Q&A: How BossLogic Works
What kind of programs do you use to make your art?
My 90% main program is Photoshop. That’s what I use. That’s what I’ve been using is what I always use.
What about hardware? What do you recommend?
I use a Wacom Cintiq drawing tablet, and also use a mouse. So for certain things I am more comfortable with the mouse, and when I go to digital painting I use my Cintiq.
How long does it take you to finish a piece?
If it’s a piece that I want to produce for art’s sake and you know, print out as canvas, that will take from eight hours all the way up to 26 to 30 hours. But to produce something new for the internet, I would take maybe two to four hours tops. I don’t refine it too much. It’s just so it can be fresh with the news articles.
As for what the future holds, Abdo has plenty of plans, but he hesitates to predict what the internet or the entertainment industry will look even a few years from now.
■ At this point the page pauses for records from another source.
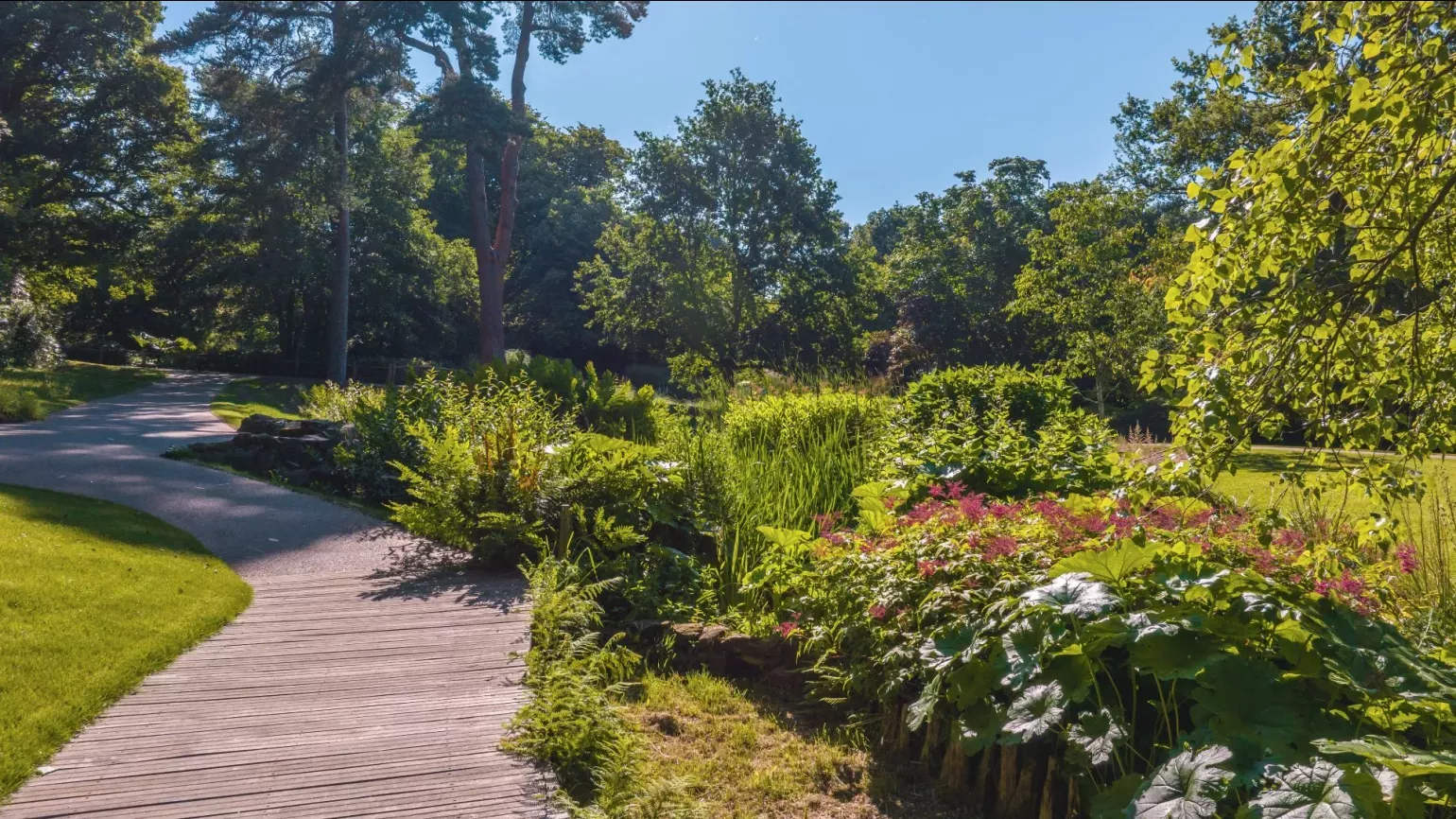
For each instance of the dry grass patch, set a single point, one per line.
(746, 754)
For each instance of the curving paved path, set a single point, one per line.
(369, 678)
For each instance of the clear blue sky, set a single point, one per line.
(897, 96)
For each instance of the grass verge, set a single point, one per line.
(744, 754)
(94, 598)
(267, 396)
(29, 395)
(671, 746)
(361, 506)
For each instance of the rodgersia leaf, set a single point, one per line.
(1094, 740)
(1073, 593)
(1035, 711)
(1307, 792)
(1187, 787)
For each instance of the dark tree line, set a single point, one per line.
(307, 197)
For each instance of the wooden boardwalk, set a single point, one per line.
(331, 697)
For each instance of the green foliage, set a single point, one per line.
(91, 130)
(787, 460)
(26, 331)
(18, 406)
(571, 722)
(956, 263)
(1213, 657)
(1088, 288)
(601, 403)
(1318, 295)
(475, 462)
(1000, 430)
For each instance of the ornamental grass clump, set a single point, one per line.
(1100, 656)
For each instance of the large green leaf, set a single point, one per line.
(1094, 740)
(1108, 566)
(1035, 711)
(1187, 787)
(1307, 792)
(1073, 593)
(1393, 754)
(1175, 653)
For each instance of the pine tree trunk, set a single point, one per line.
(338, 340)
(493, 286)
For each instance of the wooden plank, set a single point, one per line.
(331, 697)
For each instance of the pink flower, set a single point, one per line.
(1005, 509)
(827, 522)
(1405, 554)
(973, 506)
(1000, 546)
(1289, 538)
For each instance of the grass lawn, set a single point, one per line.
(1258, 484)
(94, 597)
(248, 396)
(29, 395)
(744, 755)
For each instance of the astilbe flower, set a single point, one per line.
(973, 508)
(1405, 558)
(829, 522)
(1351, 590)
(929, 567)
(1003, 511)
(1000, 546)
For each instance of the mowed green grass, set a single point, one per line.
(43, 392)
(269, 396)
(94, 597)
(1257, 482)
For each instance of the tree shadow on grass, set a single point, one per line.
(423, 570)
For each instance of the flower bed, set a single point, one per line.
(1092, 654)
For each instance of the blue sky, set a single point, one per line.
(895, 96)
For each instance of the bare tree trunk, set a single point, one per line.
(493, 286)
(338, 339)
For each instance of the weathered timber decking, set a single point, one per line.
(329, 697)
(369, 678)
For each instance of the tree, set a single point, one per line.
(655, 291)
(1323, 286)
(954, 269)
(740, 178)
(1089, 285)
(89, 123)
(560, 29)
(1161, 145)
(337, 48)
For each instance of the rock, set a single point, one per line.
(261, 425)
(712, 635)
(687, 630)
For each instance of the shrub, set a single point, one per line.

Still, he’s confident that there will always be room for fan artists, especially good ones.
“The industry loves these fan artists,” he says. “They’re free promotion for everything.”
Abdo’s own plans involve building BossLogic from a one-man operation into a full company. He already has one partner, Amir Kingsletter, who helps on 3D digital work, but within a few years he hopes to hire an entire team.
“That’s basically the endgame,” Abdo says. “I want to be an ideas person and bring in a team and be able to create heavy hitting industry standards. I’m building to that. It’s not there yet, but I’m hoping within the next three years.”
As our interview comes to an end, Comic-Con is winding down too. A loudspeaker blares, revealing that attendees only have one hour left before the convention is over. Everyone around me is either leaving to beat the rush or making a beeline toward one last collectible. But there’s still a dozen or so fans patiently waiting for a moment with BossLogic, hoping to buy an autographed poster and maybe get a little advice from the guy who went from creating fan art on Instagram to designing a poster for the biggest movie of all time.
For anyone who couldn’t make it to Abdo’s booth, or Comic-Con at all, here’s a bit of advice from the Boss himself:
“All these people that ask me for advice, I just say: Stop thinking about it and just start. It’s always going to be slow, but as long as it’s your passion, the more you produce the better you’ll get. The money and all that sort of stuff will come in time.”
BossLogic is a member of the Inverse Future 50.